控訴するのであれば、宮内氏の供述の信用性が争点になるのでしょうか。




さて、ホリエモンが残した教訓は、法律上のグレーか否かを判断するのは、自分ではなく他者(裁判所等)だということに尽きるように思います。


新しいビジネスをしようという時には、必ず法律上の問題が生じます。
誰も思いついていない方法は、逆に、誰にも咎められたことがないからです。


「ルール違反」は明白ですが、「ルールを創造する」行為がどう評価されるのか、創造時には分かりません。
革命が成功すれば、内乱罪が適用されないとの同じことですね。



法律は全知全能の神がつくるものではありません。
人間が現状を把握して、追認する形でしか出来てきません。



現実より法律は常に一歩遅れるのです。
一方、ビジネスでは他者より一歩遅れていては、利益を得ることは難しい。



したがって、開拓者は常に法律上白か黒か、はたまたグレーかを考えながら、行動しなければならないのです。



白なら何の問題もありません。(あまり儲からないことも明白かもしれませんが)
黒でも何の問題もありません。(やったら駄目に決まってますね)


問題なのはグレーな時です。


法律上何の規定もないけれど、直感的に大丈夫だろうか?と感じるものが一番、他者より先駆けて行う価値のあるビジネスであることが多いようです。



堀江氏は、自分で白に限りなく近いグレーだと判断して、結果的に裁判所に黒と判断されました。
グレーだけどアウトとするか、グレーだけどセーフとするかはほんのわずかな判断の違いかもしれません。


でも、「その判断をするのは、全くビジネスの分からない人かも知れない。現実のビジネスの競争がどれほど厳しいか、百回説明しても実感してもらえない人かも知れない。」という想像力があれば、堀江氏の判断はだいぶ変わっていたように思います。

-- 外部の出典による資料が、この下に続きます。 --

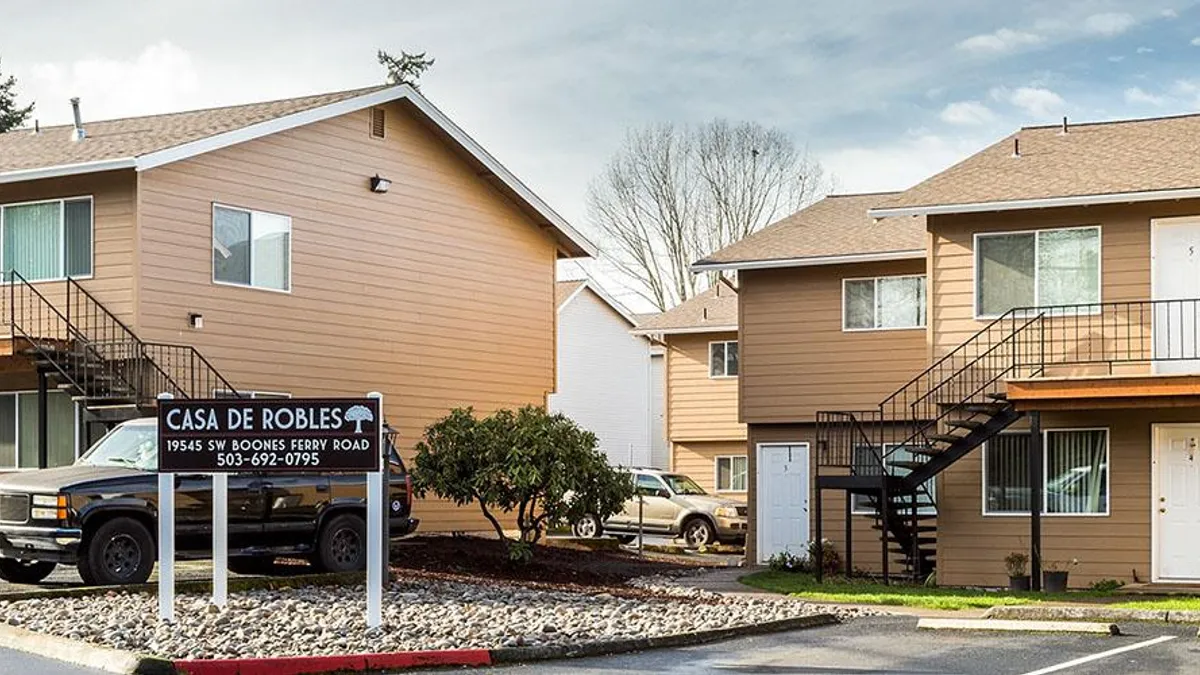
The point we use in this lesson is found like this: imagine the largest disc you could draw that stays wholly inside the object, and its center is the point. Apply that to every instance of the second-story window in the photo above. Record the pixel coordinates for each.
(45, 240)
(251, 249)
(723, 359)
(1043, 268)
(883, 303)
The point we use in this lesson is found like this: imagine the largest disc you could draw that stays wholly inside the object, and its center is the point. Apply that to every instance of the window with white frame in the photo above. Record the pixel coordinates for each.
(723, 359)
(47, 240)
(731, 473)
(1042, 268)
(867, 464)
(251, 248)
(18, 429)
(1075, 470)
(883, 303)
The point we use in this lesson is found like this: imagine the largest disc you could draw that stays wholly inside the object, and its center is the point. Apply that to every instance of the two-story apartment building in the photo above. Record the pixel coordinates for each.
(324, 245)
(705, 437)
(1057, 405)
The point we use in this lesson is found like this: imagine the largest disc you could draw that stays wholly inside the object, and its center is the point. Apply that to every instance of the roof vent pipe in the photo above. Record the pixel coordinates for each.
(77, 133)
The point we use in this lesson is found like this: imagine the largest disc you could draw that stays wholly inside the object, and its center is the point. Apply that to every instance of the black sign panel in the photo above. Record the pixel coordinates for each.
(269, 435)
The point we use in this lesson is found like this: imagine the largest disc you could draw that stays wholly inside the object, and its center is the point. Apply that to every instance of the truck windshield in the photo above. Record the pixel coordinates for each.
(682, 484)
(131, 444)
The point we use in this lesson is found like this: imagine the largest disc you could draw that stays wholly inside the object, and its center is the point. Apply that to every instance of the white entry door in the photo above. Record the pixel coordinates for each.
(1175, 261)
(1177, 503)
(783, 501)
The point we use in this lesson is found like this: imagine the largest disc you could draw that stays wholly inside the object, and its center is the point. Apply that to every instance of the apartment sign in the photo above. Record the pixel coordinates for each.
(269, 435)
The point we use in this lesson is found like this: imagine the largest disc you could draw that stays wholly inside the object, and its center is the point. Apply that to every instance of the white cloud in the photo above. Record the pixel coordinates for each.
(1003, 40)
(1137, 96)
(967, 113)
(1109, 23)
(162, 78)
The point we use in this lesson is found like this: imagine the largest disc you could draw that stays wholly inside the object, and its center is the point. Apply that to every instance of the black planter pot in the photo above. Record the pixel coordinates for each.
(1054, 581)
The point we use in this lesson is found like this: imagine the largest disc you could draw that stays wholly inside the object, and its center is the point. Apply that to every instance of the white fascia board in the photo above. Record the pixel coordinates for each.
(815, 261)
(67, 169)
(1043, 203)
(157, 159)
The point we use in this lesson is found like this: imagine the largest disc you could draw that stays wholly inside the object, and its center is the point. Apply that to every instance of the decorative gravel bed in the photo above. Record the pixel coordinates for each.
(418, 615)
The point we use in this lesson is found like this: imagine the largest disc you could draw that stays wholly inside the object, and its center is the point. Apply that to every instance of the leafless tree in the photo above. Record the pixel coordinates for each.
(675, 193)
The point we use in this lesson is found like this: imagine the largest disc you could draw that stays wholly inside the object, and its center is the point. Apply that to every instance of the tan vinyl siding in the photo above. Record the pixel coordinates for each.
(699, 461)
(700, 407)
(438, 293)
(796, 357)
(114, 215)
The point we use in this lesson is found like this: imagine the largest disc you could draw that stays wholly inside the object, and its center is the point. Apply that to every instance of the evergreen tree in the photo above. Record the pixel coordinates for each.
(11, 117)
(406, 69)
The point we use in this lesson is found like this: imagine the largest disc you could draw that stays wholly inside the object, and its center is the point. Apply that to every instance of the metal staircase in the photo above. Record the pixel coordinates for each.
(82, 348)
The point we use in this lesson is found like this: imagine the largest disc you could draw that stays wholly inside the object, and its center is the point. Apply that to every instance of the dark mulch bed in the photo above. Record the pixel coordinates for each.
(483, 557)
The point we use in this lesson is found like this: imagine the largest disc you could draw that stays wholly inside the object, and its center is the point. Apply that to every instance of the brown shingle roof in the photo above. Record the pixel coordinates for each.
(131, 137)
(715, 309)
(838, 225)
(1144, 155)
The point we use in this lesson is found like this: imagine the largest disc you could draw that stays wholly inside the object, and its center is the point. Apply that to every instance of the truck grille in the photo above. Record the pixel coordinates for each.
(13, 508)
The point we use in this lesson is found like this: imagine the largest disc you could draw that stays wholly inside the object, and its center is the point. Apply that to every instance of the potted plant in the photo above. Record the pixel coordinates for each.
(1054, 575)
(1018, 574)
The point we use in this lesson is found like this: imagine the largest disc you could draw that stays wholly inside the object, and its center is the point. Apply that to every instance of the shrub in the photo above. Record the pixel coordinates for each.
(540, 467)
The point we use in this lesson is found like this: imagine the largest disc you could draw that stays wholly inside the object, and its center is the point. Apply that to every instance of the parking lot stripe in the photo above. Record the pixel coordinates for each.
(1102, 655)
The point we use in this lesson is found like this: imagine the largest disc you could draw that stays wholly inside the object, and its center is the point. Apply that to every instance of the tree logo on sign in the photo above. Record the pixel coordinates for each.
(358, 414)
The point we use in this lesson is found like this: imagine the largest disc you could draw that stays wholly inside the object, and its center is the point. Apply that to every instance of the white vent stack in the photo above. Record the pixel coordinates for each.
(78, 132)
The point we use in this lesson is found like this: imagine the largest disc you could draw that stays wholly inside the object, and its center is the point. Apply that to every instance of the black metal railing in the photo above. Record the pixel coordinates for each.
(96, 353)
(1067, 340)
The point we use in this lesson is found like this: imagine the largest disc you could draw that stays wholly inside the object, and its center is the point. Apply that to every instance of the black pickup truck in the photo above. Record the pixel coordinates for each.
(101, 514)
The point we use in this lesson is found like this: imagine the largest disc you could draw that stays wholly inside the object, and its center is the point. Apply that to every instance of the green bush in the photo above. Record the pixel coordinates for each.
(540, 467)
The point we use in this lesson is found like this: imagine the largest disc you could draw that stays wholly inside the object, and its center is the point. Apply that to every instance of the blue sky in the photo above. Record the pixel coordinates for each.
(883, 93)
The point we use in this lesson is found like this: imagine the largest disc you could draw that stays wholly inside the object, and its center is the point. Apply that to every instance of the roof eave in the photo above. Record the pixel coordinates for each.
(811, 261)
(1039, 203)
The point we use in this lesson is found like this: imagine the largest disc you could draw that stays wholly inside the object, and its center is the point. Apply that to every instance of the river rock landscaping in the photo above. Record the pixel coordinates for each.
(420, 614)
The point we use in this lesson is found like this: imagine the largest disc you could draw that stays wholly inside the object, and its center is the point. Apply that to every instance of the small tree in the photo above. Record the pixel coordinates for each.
(541, 467)
(406, 69)
(11, 117)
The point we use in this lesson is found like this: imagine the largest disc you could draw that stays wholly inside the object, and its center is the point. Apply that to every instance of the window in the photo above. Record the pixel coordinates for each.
(867, 464)
(731, 473)
(251, 249)
(883, 303)
(18, 429)
(723, 359)
(47, 240)
(1043, 268)
(1075, 471)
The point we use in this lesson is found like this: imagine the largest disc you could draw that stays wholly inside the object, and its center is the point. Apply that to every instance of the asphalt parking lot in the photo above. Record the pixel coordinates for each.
(893, 645)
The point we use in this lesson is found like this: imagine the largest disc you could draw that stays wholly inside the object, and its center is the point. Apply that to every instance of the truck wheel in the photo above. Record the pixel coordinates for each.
(120, 551)
(24, 571)
(697, 532)
(342, 545)
(587, 527)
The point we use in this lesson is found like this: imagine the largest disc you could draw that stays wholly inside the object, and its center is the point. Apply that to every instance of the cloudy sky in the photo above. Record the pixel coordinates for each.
(883, 93)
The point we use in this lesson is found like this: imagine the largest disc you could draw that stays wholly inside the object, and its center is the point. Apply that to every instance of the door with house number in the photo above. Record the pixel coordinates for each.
(1175, 261)
(1177, 503)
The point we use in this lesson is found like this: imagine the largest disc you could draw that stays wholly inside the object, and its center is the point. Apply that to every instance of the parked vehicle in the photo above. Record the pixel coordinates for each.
(671, 503)
(101, 514)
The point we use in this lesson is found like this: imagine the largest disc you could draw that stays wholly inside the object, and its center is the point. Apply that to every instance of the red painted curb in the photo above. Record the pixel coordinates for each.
(315, 664)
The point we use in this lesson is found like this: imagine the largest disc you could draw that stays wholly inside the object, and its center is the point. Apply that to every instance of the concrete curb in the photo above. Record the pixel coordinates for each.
(82, 653)
(1092, 614)
(1017, 626)
(521, 655)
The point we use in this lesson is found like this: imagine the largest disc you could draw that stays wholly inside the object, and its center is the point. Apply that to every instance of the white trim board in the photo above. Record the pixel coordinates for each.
(276, 125)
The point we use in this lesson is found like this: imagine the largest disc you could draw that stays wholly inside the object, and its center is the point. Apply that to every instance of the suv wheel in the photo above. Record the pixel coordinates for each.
(120, 551)
(587, 527)
(697, 532)
(24, 571)
(342, 545)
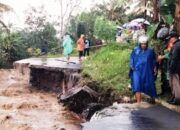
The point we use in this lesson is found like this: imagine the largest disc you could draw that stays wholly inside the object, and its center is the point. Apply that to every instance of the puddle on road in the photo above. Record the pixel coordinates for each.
(24, 108)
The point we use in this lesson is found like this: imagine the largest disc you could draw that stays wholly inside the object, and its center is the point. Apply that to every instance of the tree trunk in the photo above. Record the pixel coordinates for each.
(177, 16)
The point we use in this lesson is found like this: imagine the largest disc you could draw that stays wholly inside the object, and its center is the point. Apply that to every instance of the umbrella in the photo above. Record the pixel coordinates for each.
(141, 20)
(119, 27)
(133, 24)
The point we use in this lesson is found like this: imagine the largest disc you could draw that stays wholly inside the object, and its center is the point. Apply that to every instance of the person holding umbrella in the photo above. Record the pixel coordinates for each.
(143, 69)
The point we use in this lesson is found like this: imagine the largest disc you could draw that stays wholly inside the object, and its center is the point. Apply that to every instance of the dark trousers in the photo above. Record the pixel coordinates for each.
(86, 51)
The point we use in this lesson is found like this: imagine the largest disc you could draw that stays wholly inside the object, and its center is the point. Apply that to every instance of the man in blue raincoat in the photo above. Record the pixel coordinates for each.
(143, 69)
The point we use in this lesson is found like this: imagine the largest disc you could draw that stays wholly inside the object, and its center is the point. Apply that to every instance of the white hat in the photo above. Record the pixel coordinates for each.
(143, 39)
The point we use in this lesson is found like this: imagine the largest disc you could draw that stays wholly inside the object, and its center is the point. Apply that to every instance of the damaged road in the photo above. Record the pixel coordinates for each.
(25, 108)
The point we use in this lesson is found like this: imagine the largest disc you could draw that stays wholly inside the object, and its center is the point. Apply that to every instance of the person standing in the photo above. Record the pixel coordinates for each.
(174, 69)
(67, 45)
(80, 46)
(87, 46)
(163, 61)
(143, 69)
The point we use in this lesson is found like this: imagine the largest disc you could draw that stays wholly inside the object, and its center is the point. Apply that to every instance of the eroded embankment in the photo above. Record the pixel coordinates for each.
(25, 108)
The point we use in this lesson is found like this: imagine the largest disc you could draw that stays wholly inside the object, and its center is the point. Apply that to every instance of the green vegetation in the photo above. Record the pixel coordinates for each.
(105, 29)
(110, 67)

特に日本では、ビジネスを理解している裁判官は少ないと言ってよいでしょう。
裁判所に持ち込まれた時、自分たちの理屈がどの程度理解されるか、受け入れられるかを考える必要があります。

そのときに、日本は遅れているんだ!といってもはじまりません。

日本でビジネスをするのであれば、日本の法律と裁判所から逃れることはできません。


その中で、堀江氏のリーガルリスクの判断としては、やはり甘かったと言わざるをえないのかも知れませんね。


今回の裁判官がビジネスを理解していないということではありません。


そういう可能性もあるということを踏まえた上で、経営者は、未開の地へその一歩踏み出していかなければならないのだということです。



よくよく考えれば、経営者というのは、本当に大変な仕事ですね。


名経営者と言われる方が、自分とは異なる判断をしてくれる人を、常に身近に置いておきたくなる心境がよく分かります。


自分に従う意見ばかりの人を揃えると、ろくなことがおきないのでしょう。